Le projet que nous proposons aux jeunes français et rwandais est une expérience concrète de la francophonie. Ils découvrent le français comme langue de communication d’un continent à l’autre, d’une culture à l’autre. Une langue qui transporte, traduit, partage des émotions, point de départ d’une réflexion personnelle et collective.
Pour les jeunes français, cela peut sembler évident d’écrire en français pour communiquer avec d’autres jeunes et, pourtant, cela ne l’est pas tant que ça dans un monde où l’anglais est, à travers leurs écrans, omniprésent.
Ils réalisent que les jeunes avec qui ils correspondent et écrivent pour faire un livre sont capables d’utiliser le français en plus de leur langue maternelle, le kinyarwanda, et aussi en plus d’autres langues puisque le Rwanda dispose de quatre langues officielles (kinyarwanda, anglais, français et swahili). Écrire en français, c’est donc pour eux s’ouvrir à d’autres pratiques linguistiques et culturelles. Parfois aussi, cette expérience de ce qu’est la francophonie fait écho à leur propre vécu personnel et familial. Beaucoup d’entre eux ont des familles qui s’expriment aussi dans une autre langue que le français.
Pour les jeunes rwandais, la pratique du français à l’écrit peut ressembler à un défi, une montagne à gravir. Les élèves de l’École francophone Antoine de Saint-Exupéry de Kigali qui ont participé à la première édition du projet Kwandika avaient, pour la plupart, une connaissance intime du français, mais pas tous. Certains s’exprimaient dans leur cercle familial plutôt en anglais et l’exercice qui leur était demandé était très exigeant.
Cependant, le projet Kwandika a pour ambition de mettre la langue française comme moyen d’expression et de communication à la portée de tous les jeunes participant.es.

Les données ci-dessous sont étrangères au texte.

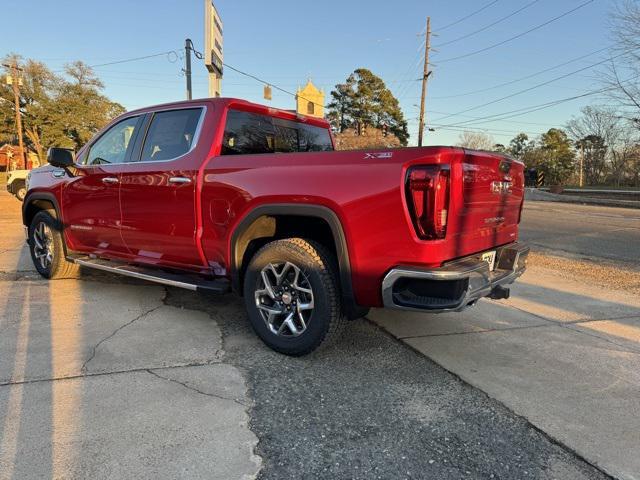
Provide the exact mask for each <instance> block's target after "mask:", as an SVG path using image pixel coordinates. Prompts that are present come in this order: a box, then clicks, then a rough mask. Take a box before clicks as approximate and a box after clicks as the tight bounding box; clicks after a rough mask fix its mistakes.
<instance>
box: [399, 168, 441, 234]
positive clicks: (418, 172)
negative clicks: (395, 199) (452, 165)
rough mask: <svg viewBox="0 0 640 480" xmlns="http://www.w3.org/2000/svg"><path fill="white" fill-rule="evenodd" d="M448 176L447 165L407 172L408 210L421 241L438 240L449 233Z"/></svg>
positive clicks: (409, 171)
mask: <svg viewBox="0 0 640 480" xmlns="http://www.w3.org/2000/svg"><path fill="white" fill-rule="evenodd" d="M449 173H450V171H449V166H448V165H425V166H420V167H413V168H411V169H410V170H409V171H408V172H407V181H406V197H407V204H408V205H407V207H408V208H409V213H410V214H411V220H412V221H413V226H414V227H415V229H416V233H417V234H418V236H419V237H420V238H422V239H425V240H435V239H439V238H444V237H445V235H446V234H447V220H448V216H449V178H450V174H449Z"/></svg>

Écrire en français n’est pas réservé à quelques uns, aux meilleurs élèves en particulier ou à ceux qui maîtriseraient le mieux le français.
- Même si ce projet a lieu au sein des établissements scolaires, la pratique des ateliers d’écriture se distingue de ce qui a lieu en classe, dans le cadre des apprentissages scolaires et libère les élèves des contraintes inhérentes au cours traditionnel de français.
- L’atelier relève davantage d’un partage d’expériences avec l’autrice qui anime l’atelier et se distingue du cours donné par l’enseignant.
- Les productions écrites ne sont pas l’objet d’évaluations ou sanctionnées par une notation.
- En revanche, les textes lus à voix haute par leurs auteurs, assurés qu’ils ne seront pas jugés mais encouragés à poursuivre leurs efforts, fournissent une base à des échanges au sein de l’atelier d’écriture.
- Il n’existe ni bonnes ni mauvaises réponses, ce qui permet de débloquer souvent des élèves que la langue et ses codes grammaticaux ou la pratique de l’écriture rebutent.
- L’attention est portée sur ce qu’elle transporte en terme d’émotions et sur l’effet que produit en chacun la beauté de la langue, sa musicalité par exemple.
Nous constatons que, même des élèves en difficulté scolaire, en situation de handicap (autisme par exemple) ou gênés dans leurs apprentissages, s’engagent pleinement dans un projet qui, pourtant, semble aux antipodes de ce qu’ils aiment faire. À l’issue du projet, ils ont d’ailleurs souvent le sentiment d’avoir progressé dans leur expression tant orale qu’écrite. La publication d’un vrai livre où chacun trouve au moins un de ses textes publié noir sur blanc les conforte dans ce sentiment et rend chacun fier des efforts fournis.